Francis, Fabienne et Objecto sont de retour, et c’est une très (très) bonne nouvelle! Francis, aka Animan, qui peut se transformer en n’importe quel animal, Fabienne, sa compagne qui est devenue une grenouille, et Objecto, l’ennemi juré, capable, lui, de se transformer en n’importe quel objet, tous déjà vus dans Animan, dont ce Fabienne est la suite, mais en rien un copié-collé! Car si Anouk Ricard, Grand Prix du festival d’Angoulême qui n’aura pas lieu, y garde évidemment son esthétique naïve et son goût des dialogues savoureux et aussi décalés que ses personnages, le ton, cette fois, n’est plus à la totale gaudriole. On y suit, jusque dans son carnet intime, les états d’âme de Fabienne et les origines de son étrange condition, entre ennui, frustration et dépression. Un tome plus sobre, peut-être plus profond voire plus intime, mais toujours publié chez Exemplaire.
Tout public : Le Château des animaux – T. 4: Le Sang du roi
De Félix Delep et Xavier Dorison. Editions Casterman, 96 pages, 19,95 euros.

La désobéissance civile expliquée aux ados, mais de quelle belle manière! Le dessinateur Félix Delep et le scénariste Xavier Dorison bouclent ici leur magistrale réinterprétation du classique d’Orwell Animal Farm (1945), avec une ferme devenue château dans lequel règne le cruel taureau Silvio et sa milice de chiens. Une dictature en passe, enfin, d’être renversée par le Mouvement des Marguerites, mené par une chatte, un vieux rat et un lapin malin, lesquels se refusent à toute violence… Si le propos est remarquable, le dessin l’est encore plus: ce récit animalier semi-réaliste voire réaliste est d’une ébouriffante beauté graphique, Xavier Delep insufflant une incroyable humanité à son cheptel, qui vous serrera le cœur, bien au-delà du discours politique.
Patrimoine: Dessus-Dessous, l’intégrale 1903-1905
De Gustave Verbeek. Editions Delcourt, 88 pages, 26,90 euros.

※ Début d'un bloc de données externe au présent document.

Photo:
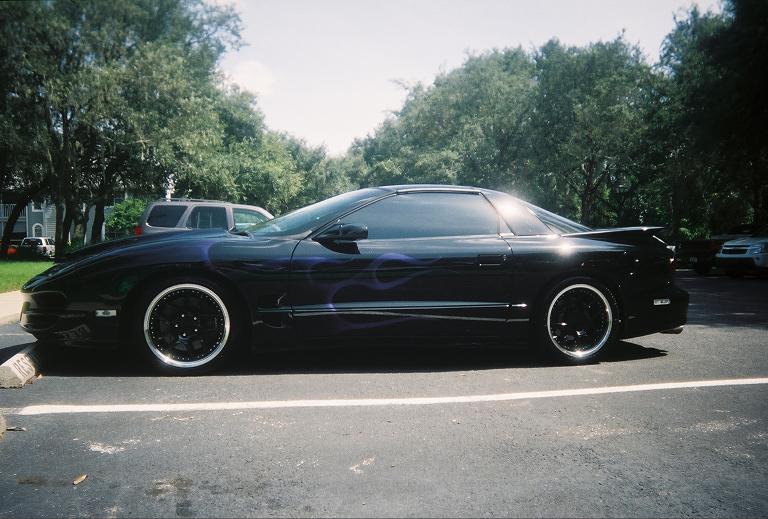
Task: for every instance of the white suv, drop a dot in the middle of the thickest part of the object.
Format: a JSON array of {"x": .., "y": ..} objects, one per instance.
[
  {"x": 745, "y": 255},
  {"x": 179, "y": 214},
  {"x": 33, "y": 246}
]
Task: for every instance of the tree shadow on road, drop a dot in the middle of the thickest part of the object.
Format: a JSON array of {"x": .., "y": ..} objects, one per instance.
[{"x": 384, "y": 358}]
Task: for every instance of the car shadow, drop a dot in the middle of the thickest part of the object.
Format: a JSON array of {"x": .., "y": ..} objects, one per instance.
[{"x": 401, "y": 358}]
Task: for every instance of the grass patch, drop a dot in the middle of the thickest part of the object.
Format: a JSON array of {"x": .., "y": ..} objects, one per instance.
[{"x": 13, "y": 274}]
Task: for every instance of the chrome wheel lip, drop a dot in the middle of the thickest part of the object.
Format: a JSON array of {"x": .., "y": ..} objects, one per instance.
[
  {"x": 177, "y": 363},
  {"x": 581, "y": 354}
]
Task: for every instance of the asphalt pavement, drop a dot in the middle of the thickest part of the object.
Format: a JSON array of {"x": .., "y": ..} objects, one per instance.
[{"x": 408, "y": 430}]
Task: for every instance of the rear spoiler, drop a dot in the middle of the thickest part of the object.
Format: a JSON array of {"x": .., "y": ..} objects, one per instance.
[{"x": 620, "y": 234}]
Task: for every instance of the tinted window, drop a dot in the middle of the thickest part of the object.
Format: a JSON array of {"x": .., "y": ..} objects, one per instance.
[
  {"x": 244, "y": 217},
  {"x": 419, "y": 215},
  {"x": 316, "y": 215},
  {"x": 521, "y": 220},
  {"x": 556, "y": 222},
  {"x": 165, "y": 215},
  {"x": 208, "y": 218}
]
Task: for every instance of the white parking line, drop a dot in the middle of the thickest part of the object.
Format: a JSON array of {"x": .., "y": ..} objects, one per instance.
[{"x": 373, "y": 402}]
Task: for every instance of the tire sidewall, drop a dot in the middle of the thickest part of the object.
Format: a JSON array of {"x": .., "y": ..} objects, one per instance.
[
  {"x": 231, "y": 346},
  {"x": 540, "y": 328}
]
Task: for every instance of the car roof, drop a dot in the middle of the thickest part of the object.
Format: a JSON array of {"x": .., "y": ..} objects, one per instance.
[{"x": 405, "y": 188}]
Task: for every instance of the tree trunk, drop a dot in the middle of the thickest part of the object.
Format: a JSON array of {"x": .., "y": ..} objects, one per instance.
[
  {"x": 80, "y": 220},
  {"x": 66, "y": 224},
  {"x": 98, "y": 221},
  {"x": 758, "y": 202}
]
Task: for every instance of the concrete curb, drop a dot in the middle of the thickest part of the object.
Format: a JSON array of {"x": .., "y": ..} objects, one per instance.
[
  {"x": 9, "y": 319},
  {"x": 16, "y": 371}
]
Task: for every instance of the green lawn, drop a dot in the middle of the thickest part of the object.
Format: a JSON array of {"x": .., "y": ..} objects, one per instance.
[{"x": 13, "y": 274}]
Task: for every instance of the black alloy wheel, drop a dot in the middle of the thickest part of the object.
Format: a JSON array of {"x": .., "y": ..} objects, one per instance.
[
  {"x": 187, "y": 327},
  {"x": 578, "y": 320}
]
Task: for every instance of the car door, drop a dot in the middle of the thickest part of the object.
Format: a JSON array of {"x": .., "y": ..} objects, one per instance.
[{"x": 431, "y": 263}]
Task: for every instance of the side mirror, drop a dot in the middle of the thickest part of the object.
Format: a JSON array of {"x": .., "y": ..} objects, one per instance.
[{"x": 343, "y": 233}]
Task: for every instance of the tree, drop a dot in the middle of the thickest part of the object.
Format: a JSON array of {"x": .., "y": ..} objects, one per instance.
[
  {"x": 125, "y": 216},
  {"x": 110, "y": 82}
]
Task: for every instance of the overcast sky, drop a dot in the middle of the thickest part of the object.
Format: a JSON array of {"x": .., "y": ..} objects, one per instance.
[{"x": 327, "y": 70}]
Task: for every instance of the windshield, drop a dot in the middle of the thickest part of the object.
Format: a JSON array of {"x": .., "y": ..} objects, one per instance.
[{"x": 313, "y": 216}]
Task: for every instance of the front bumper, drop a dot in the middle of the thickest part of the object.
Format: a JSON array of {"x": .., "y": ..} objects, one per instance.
[
  {"x": 654, "y": 312},
  {"x": 49, "y": 316}
]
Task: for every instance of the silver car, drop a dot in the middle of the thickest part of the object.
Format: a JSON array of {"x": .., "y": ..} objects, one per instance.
[
  {"x": 186, "y": 213},
  {"x": 745, "y": 255}
]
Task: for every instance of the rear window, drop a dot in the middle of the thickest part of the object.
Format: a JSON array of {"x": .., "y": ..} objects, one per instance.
[
  {"x": 208, "y": 218},
  {"x": 165, "y": 215},
  {"x": 244, "y": 217}
]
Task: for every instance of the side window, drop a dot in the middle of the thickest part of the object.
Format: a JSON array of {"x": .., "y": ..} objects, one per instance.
[
  {"x": 165, "y": 215},
  {"x": 421, "y": 215},
  {"x": 203, "y": 217},
  {"x": 243, "y": 217},
  {"x": 520, "y": 219}
]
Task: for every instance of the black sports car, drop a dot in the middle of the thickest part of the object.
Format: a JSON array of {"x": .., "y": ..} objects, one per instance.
[{"x": 384, "y": 262}]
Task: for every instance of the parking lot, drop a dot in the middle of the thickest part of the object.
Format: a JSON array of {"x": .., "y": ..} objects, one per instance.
[{"x": 663, "y": 425}]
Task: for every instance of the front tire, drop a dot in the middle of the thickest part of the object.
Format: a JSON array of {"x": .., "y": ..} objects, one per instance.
[
  {"x": 187, "y": 327},
  {"x": 577, "y": 321}
]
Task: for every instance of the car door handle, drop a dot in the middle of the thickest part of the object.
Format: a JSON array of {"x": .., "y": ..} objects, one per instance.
[{"x": 491, "y": 260}]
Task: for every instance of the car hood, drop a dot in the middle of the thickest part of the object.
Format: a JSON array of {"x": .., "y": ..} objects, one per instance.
[
  {"x": 122, "y": 243},
  {"x": 750, "y": 240}
]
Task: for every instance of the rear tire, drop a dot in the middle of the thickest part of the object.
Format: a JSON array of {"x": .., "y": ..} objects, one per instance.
[
  {"x": 577, "y": 321},
  {"x": 187, "y": 326}
]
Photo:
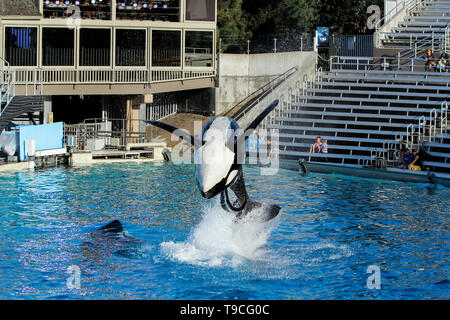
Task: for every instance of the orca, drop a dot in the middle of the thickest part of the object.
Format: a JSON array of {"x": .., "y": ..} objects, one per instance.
[{"x": 219, "y": 164}]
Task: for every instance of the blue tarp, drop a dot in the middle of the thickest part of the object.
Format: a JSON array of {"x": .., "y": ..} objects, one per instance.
[{"x": 46, "y": 137}]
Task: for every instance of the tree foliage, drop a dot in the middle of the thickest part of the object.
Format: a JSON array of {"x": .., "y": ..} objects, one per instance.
[{"x": 247, "y": 18}]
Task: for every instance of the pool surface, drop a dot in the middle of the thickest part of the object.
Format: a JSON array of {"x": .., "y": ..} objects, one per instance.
[{"x": 330, "y": 230}]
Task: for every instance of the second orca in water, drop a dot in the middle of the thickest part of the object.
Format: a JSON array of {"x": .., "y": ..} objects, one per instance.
[
  {"x": 112, "y": 239},
  {"x": 219, "y": 156}
]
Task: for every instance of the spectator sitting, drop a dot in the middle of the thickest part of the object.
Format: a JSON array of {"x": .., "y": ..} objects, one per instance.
[
  {"x": 317, "y": 146},
  {"x": 407, "y": 159},
  {"x": 324, "y": 148},
  {"x": 443, "y": 62},
  {"x": 429, "y": 60},
  {"x": 416, "y": 164}
]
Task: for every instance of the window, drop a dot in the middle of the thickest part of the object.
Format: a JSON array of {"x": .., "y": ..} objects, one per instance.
[
  {"x": 199, "y": 49},
  {"x": 201, "y": 10},
  {"x": 166, "y": 50},
  {"x": 95, "y": 47},
  {"x": 58, "y": 47},
  {"x": 155, "y": 10},
  {"x": 21, "y": 46},
  {"x": 130, "y": 47}
]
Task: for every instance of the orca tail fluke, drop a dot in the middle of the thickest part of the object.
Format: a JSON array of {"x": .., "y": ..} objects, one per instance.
[
  {"x": 259, "y": 212},
  {"x": 114, "y": 226}
]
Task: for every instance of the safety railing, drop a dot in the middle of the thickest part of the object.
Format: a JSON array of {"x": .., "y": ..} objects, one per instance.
[
  {"x": 403, "y": 6},
  {"x": 435, "y": 41},
  {"x": 106, "y": 76},
  {"x": 159, "y": 112},
  {"x": 377, "y": 63},
  {"x": 7, "y": 84},
  {"x": 289, "y": 92},
  {"x": 257, "y": 96}
]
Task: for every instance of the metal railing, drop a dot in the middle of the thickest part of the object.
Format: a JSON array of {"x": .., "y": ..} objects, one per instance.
[
  {"x": 288, "y": 92},
  {"x": 159, "y": 112},
  {"x": 409, "y": 5},
  {"x": 419, "y": 47},
  {"x": 377, "y": 63},
  {"x": 106, "y": 75},
  {"x": 255, "y": 97},
  {"x": 7, "y": 84},
  {"x": 404, "y": 5}
]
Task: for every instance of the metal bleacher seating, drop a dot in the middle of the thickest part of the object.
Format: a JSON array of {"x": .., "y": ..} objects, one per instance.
[{"x": 363, "y": 112}]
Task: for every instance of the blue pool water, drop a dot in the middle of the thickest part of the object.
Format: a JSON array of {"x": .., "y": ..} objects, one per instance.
[{"x": 330, "y": 230}]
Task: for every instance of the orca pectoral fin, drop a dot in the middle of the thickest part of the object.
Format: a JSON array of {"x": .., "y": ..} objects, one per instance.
[
  {"x": 113, "y": 227},
  {"x": 176, "y": 131}
]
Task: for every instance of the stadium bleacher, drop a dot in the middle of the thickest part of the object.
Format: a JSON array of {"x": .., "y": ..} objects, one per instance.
[{"x": 367, "y": 113}]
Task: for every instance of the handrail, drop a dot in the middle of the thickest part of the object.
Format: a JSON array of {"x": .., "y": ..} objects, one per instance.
[
  {"x": 7, "y": 89},
  {"x": 256, "y": 96},
  {"x": 367, "y": 63},
  {"x": 429, "y": 41},
  {"x": 409, "y": 4}
]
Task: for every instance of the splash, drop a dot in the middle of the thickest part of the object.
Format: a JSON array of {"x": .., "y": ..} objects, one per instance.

Une image qui peut se lire dans un sens et dans l’autre, en la retournant à 180 degrés, ce n’est déjà pas simple à réaliser. Le faire avec six vignettes formant un double strip et une histoire qui commence dans un sens, et se finit dans l’autre, tient de l’exploit. Que dire alors de l’auteur qui réalisa ce petit miracle de dessin et d’imagination chaque semaine, pendant des mois? Ce fut le cas de Gustave Verbeek il y a 120 ans dans les pages du New York Herald! Cet artiste américain, né au Japon en 1867 d’un père néerlandais missionnaire et formé au dessin en France, mérite vraiment, plus que bien d’autres, le titre de pionnier, ainsi que son propre livre-objet à très haute valeur patrimoniale qu’est ce Dessus-Dessous, reprenant l’intégralité de ses Upside-Downs publiés au début du XXe siècle.
Cartoon: Signé Coco
De Coco. Editions Les Arènes BD, 352 pages, 28 euros.

Première femme à dessiner sur l’actualité pour un quotidien national, à savoir Libération, où elle remplaça Willem, Coco a imposé en quelques années dans les esprits et les rétines sa verve, sa férocité et son esprit libertaire, nourris à la tragédie et l’attentat de Charlie Hebdo, dont elle réchappa de peu. On retrouve ici plus de 500 dessins réalisés sur les quatre dernières années, non seulement pour Libé ou Charlie Hebdo, mais aussi pour l’émission, 28 minutes sur Arte. Un best of de ses dessins parfois devenus célèbres, qu’elle accompagne d’inédits et de quelques récits dessinés pour en parcourir les coulisses. Un trait à vif et plein de vie qui propose, aussi, un magnifique résumé de ces années un peu folles et anxiogènes, entre crise du climat, Musk, Trump, Ukraine et MeToo.